We'll identify features that are differentially expressed across Leiden clusters using `rank_features_groups`.


In [None]:
# Rank features based on Leiden clusters
# We'll use the mean representation stored in X for ranking
if "leiden" in edata.obs.columns:
    # Set X to the mean representation for ranking
    edata.X = edata.obsm["X_mean_timepoint"].copy()
    
    # Rank features
    ep.tl.rank_features_groups(edata, groupby="leiden", n_features=10)
    
    # Visualize top ranked features
    ep.pl.rank_features_groups(edata, n_features=5, key="rank_features_groups", show=False)
    plt.tight_layout()
    plt.show()
    
    # Get ranked features as DataFrame
    for cluster in sorted(edata.obs["leiden"].unique())[:3]:  # Show top 3 clusters
        df = ep.get.rank_features_groups_df(edata, group=cluster, key="rank_features_groups")
        print(f"\nTop features for cluster {cluster}:")
        print(df.head())
else:
    print("Leiden clusters not found. Please run clustering first.")
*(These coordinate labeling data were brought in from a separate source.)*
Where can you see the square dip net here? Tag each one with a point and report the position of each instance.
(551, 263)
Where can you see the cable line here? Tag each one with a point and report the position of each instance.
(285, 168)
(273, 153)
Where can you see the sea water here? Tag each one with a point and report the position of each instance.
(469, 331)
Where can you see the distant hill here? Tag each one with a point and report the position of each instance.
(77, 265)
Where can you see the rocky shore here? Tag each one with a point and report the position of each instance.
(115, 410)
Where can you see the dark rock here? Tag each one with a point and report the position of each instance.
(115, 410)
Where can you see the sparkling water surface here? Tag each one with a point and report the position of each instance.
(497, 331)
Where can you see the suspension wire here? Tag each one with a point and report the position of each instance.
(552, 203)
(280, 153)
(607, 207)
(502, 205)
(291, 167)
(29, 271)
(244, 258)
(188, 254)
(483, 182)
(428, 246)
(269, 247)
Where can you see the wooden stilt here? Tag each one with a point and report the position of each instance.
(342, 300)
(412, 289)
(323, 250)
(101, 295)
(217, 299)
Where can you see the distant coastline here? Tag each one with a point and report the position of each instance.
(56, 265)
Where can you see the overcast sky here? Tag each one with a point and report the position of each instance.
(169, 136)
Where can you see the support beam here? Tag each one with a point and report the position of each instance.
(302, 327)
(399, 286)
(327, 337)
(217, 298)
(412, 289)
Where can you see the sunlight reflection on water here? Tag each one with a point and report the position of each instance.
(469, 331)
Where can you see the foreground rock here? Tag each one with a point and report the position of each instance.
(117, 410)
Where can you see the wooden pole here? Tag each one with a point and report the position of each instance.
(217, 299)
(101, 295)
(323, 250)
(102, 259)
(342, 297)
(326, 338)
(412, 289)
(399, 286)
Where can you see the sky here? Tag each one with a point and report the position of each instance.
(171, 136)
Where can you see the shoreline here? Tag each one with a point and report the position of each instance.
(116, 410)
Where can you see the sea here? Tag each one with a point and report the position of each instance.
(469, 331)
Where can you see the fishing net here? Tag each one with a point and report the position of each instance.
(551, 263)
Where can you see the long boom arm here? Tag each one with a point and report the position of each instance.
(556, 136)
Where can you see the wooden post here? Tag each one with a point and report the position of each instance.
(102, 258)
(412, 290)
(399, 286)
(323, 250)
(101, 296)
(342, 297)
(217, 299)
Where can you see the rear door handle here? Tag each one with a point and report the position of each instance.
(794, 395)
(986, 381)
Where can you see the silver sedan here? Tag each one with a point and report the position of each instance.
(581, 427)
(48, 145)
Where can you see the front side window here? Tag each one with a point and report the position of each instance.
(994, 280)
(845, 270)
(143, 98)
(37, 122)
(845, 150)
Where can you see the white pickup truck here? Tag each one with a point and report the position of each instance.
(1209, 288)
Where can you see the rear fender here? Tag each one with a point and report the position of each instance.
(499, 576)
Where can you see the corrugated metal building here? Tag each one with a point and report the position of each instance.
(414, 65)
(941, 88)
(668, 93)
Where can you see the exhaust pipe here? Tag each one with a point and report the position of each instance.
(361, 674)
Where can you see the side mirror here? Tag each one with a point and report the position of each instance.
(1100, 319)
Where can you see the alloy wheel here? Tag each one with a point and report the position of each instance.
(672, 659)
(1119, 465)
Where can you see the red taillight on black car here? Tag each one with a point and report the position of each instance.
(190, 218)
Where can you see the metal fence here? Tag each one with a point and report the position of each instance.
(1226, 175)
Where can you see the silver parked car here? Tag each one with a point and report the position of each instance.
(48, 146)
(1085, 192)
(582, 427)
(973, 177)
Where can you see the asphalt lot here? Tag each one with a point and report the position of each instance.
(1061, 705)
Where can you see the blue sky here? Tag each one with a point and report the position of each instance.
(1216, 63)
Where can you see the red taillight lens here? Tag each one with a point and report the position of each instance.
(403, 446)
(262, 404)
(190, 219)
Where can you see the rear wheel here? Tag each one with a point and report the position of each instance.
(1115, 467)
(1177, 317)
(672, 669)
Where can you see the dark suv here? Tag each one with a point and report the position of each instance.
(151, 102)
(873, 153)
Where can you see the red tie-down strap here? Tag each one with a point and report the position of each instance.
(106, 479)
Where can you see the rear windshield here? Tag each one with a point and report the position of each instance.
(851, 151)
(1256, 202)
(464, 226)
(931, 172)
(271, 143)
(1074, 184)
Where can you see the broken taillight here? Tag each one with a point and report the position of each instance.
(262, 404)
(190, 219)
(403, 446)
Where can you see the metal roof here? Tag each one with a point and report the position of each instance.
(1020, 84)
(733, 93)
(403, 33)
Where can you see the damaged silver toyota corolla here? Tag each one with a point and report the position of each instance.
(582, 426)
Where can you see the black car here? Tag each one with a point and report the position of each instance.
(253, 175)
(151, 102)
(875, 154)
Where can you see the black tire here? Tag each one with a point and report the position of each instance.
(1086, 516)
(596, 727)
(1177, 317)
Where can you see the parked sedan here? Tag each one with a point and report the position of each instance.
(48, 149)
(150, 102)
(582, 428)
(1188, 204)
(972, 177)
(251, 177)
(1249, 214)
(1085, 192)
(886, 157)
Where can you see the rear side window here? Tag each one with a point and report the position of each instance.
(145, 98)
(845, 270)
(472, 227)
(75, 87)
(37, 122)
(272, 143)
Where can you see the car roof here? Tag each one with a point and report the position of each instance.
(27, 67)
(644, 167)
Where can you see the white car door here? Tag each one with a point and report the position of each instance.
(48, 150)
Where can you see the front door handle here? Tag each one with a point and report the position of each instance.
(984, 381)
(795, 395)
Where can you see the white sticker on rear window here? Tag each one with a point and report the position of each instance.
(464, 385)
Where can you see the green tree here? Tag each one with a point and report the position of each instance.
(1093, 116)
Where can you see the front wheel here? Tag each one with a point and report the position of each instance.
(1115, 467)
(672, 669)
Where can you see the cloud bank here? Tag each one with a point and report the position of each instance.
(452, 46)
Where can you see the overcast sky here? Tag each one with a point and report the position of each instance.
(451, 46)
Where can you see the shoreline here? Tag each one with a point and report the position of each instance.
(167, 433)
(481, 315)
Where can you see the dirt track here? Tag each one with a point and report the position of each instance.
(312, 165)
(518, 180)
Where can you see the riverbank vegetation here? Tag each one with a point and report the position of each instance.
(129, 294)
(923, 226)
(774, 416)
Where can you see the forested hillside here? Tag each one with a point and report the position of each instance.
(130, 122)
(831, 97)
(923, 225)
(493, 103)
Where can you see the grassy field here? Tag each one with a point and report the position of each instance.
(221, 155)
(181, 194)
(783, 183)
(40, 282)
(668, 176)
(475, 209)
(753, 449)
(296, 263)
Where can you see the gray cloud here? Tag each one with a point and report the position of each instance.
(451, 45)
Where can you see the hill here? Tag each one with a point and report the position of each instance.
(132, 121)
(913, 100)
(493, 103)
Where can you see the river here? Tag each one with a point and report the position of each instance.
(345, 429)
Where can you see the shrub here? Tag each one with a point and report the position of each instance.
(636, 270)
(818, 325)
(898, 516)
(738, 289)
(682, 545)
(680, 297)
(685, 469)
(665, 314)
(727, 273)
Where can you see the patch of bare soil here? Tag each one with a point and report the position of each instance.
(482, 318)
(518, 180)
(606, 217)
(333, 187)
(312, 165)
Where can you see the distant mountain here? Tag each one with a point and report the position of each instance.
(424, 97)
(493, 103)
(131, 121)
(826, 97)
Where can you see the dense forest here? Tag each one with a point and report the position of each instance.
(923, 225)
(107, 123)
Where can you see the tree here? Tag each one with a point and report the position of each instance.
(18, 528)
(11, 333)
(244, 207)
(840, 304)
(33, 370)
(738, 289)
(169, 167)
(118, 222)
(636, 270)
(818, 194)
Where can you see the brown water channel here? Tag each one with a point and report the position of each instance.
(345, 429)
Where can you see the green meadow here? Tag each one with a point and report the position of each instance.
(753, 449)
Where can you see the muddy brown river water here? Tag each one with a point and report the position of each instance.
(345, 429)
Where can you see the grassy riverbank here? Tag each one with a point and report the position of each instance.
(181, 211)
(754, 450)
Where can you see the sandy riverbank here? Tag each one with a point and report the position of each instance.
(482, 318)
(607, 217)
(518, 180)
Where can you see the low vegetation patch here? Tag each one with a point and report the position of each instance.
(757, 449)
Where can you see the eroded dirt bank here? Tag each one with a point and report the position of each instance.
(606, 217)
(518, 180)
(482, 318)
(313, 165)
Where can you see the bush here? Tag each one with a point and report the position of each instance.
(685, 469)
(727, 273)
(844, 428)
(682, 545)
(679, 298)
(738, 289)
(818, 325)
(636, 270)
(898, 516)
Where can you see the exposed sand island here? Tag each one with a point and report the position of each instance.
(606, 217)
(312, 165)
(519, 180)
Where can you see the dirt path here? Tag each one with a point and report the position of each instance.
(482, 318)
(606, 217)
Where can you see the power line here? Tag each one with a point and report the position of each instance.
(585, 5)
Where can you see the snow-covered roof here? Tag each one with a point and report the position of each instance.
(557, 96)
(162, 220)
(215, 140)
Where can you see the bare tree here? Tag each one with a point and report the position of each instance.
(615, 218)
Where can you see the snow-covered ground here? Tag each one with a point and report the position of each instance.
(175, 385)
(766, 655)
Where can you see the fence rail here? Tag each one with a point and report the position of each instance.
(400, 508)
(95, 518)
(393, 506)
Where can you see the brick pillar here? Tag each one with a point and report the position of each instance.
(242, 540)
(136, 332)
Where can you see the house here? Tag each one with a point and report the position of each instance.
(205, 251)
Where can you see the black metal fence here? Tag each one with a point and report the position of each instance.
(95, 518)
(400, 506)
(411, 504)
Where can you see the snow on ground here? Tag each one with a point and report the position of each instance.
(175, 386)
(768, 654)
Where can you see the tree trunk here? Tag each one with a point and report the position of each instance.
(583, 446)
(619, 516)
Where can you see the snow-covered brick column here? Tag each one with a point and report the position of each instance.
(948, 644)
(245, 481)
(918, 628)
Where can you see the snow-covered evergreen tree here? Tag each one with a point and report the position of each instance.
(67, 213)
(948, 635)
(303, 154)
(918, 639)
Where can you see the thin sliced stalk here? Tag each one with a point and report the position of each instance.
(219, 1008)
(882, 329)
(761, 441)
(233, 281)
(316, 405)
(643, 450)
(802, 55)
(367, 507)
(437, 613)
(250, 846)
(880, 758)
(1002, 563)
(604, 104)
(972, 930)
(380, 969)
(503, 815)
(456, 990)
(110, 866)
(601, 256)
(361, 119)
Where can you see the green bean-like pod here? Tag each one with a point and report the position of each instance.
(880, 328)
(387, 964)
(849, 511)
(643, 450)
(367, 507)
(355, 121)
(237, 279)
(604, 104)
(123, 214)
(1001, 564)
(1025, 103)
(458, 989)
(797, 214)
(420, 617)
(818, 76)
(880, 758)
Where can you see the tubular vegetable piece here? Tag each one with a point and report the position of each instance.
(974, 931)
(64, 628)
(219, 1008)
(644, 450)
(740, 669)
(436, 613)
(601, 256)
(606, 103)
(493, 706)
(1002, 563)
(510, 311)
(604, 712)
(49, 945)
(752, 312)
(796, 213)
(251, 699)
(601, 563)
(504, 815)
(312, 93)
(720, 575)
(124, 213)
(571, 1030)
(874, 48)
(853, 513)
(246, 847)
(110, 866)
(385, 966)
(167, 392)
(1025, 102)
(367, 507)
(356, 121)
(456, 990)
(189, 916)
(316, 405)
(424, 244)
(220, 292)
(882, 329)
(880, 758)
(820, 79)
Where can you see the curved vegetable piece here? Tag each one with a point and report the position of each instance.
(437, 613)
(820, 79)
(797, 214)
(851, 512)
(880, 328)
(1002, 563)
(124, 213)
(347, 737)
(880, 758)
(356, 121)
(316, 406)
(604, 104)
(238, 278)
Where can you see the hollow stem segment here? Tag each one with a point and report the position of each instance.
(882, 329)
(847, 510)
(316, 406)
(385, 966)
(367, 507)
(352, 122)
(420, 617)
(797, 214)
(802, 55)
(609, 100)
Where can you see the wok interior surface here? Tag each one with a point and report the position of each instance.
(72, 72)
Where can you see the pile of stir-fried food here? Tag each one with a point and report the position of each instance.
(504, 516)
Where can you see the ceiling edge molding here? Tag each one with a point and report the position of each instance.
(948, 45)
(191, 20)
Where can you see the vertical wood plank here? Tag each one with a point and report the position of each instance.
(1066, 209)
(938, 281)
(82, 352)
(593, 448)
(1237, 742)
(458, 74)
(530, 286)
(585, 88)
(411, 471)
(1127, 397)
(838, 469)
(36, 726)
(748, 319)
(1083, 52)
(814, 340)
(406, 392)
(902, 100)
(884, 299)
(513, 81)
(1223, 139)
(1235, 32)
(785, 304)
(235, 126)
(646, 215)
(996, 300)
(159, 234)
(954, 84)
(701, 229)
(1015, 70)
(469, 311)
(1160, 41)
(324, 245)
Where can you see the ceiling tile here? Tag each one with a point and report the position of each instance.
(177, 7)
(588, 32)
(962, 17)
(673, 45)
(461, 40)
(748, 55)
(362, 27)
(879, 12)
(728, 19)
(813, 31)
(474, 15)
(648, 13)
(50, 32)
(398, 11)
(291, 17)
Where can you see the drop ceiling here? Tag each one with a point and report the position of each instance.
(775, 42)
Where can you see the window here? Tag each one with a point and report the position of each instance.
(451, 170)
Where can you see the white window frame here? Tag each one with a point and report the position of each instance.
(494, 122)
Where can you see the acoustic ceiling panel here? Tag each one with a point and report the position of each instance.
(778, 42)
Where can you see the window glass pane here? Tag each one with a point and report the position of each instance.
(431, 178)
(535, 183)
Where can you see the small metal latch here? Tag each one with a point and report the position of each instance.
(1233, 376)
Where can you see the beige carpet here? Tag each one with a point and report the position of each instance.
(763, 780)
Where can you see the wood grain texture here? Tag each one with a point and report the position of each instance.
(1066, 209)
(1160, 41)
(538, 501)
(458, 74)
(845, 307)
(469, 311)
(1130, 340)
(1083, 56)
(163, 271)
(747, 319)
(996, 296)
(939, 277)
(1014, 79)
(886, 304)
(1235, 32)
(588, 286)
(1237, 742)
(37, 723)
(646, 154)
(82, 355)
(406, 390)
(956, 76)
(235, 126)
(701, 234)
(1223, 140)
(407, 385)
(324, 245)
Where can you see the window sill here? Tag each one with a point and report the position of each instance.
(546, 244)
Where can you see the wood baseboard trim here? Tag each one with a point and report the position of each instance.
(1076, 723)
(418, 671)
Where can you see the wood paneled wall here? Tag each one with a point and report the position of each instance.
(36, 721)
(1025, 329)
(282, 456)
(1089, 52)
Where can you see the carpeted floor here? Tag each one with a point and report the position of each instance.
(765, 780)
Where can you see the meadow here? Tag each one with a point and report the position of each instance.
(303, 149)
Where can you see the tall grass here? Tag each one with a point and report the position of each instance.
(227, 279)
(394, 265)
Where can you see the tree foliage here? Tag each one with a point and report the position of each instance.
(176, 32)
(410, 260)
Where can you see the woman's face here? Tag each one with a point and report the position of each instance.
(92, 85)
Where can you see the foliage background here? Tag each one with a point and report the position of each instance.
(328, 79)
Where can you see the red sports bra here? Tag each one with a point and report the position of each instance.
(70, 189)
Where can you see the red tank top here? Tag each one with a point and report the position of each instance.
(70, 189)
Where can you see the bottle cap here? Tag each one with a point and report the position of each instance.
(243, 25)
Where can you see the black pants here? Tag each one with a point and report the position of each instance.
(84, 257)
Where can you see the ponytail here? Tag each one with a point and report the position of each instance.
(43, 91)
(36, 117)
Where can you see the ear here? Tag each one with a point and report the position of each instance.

## Cohort Tracking Summary

Let's visualize the cohort changes tracked throughout the analysis.


In [None]:
# Plot cohort tracking barplot
if len(ct._tracked_tables) > 1:
    try:
        ct.plot_cohort_barplot()
        plt.tight_layout()
        plt.show()
    except Exception as e:
        print(f"Could not plot cohort barplot: {e}")
        print("This is expected if the tracked columns don't have the right format")
else:
    print("Not enough tracking steps to plot")


## Summary

This notebook demonstrated:

1. **Data Loading**: Loading and exploring the Physionet2012 longitudinal EHR dataset
2. **Cohort Tracking**: Monitoring patient cohort changes throughout the analysis
3. **Longitudinal Imputation**: Handling missing values in temporal data
4. **Time Series Visualization**: Plotting patient trajectories over time
5. **Sankey Diagrams**: Visualizing flows between categories and state transitions over time
6. **Representation Learning**: Extracting patient representations from temporal data
7. **Leiden Clustering**: Identifying patient subgroups
8. **UMAP Visualization**: Exploring patient relationships in 2D space
9. **Feature Ranking**: Identifying features that distinguish between clusters

These tools enable comprehensive analysis of longitudinal EHR data, from preprocessing to visualization and interpretation.